Dengan keunggulan untuk melakukan transaksional baik dengan pihak Barat yang mendukung Ukraina di satu sisi, begitu pula dengan pihak Rusia yang menyerang Ukraina di sisi lain, menjadikan Erdogan memiliki sejumlah opsi.

Namun, harus diingat pula bahwa kemenangan Turki juga diwarnai dengan kondisi perekonomian domestik yang semakin memburuk.

Seperti diketahui, setelah Erdogan dinyatakan menang sebagai pemilu, nilai tukar lira (mata uang Turki) jatuh ke rekor terendah terhadap dolar AS.

Nilai tukar lira terhadap dolar telah jatuh lebih dari 7 persen sejak awal tahun, dan kehilangan lebih dari 90 persen nilainya selama dekade terakhir, menurut kantor berita Reuters.

Erdogan juga telah lama menyadari hal tersebut.
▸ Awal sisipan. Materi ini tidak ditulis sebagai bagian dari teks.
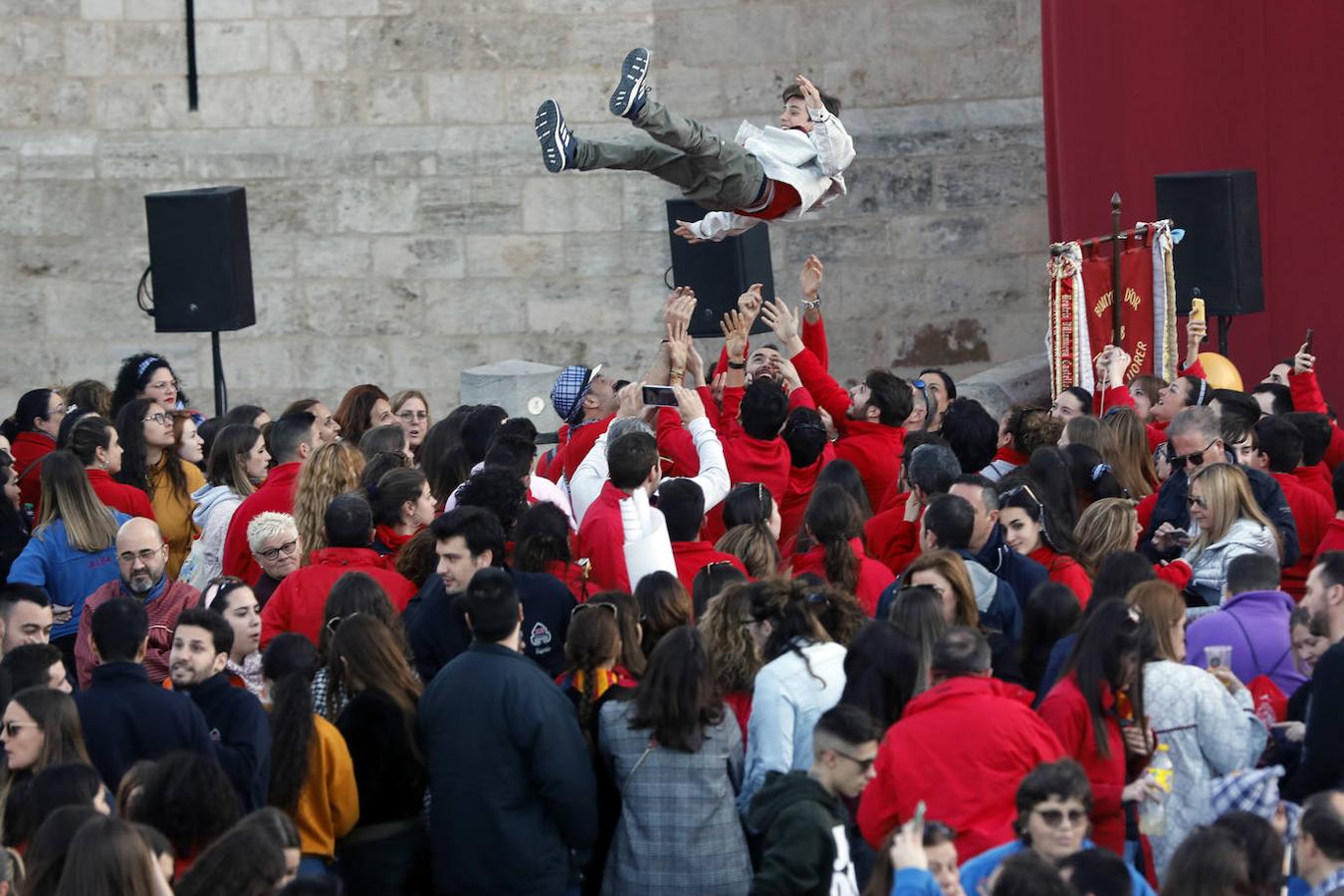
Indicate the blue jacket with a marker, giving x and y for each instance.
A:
(979, 869)
(126, 719)
(511, 777)
(66, 573)
(241, 733)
Dalam pidato kemenangannya pada Minggu (28/5), Erdogan menyatakan bahwa isu yang paling mendesak untuk negaranya adalah inflasi.

Presiden Turki itu optimistis bahwa inflasi akan dapat diatasi, karena menurut dia, pihaknya telah merancang rencana ekonomi yang berfokus kepada investasi dan lapangan kerja, serta tim manajemen keuangan yang memiliki reputasi internasional.

Dengan PR yang besar mengatasi karut marut kondisi perekonomian dalam negeri, dampak kemenangan Erdogan berpotensi membuat kebijakan luar negeri akan tetap status quo dalam konflik Rusia dan Ukraina sehingga perang tersebut dicemaskan akan berlanjut dalam periode yang sangat panjang.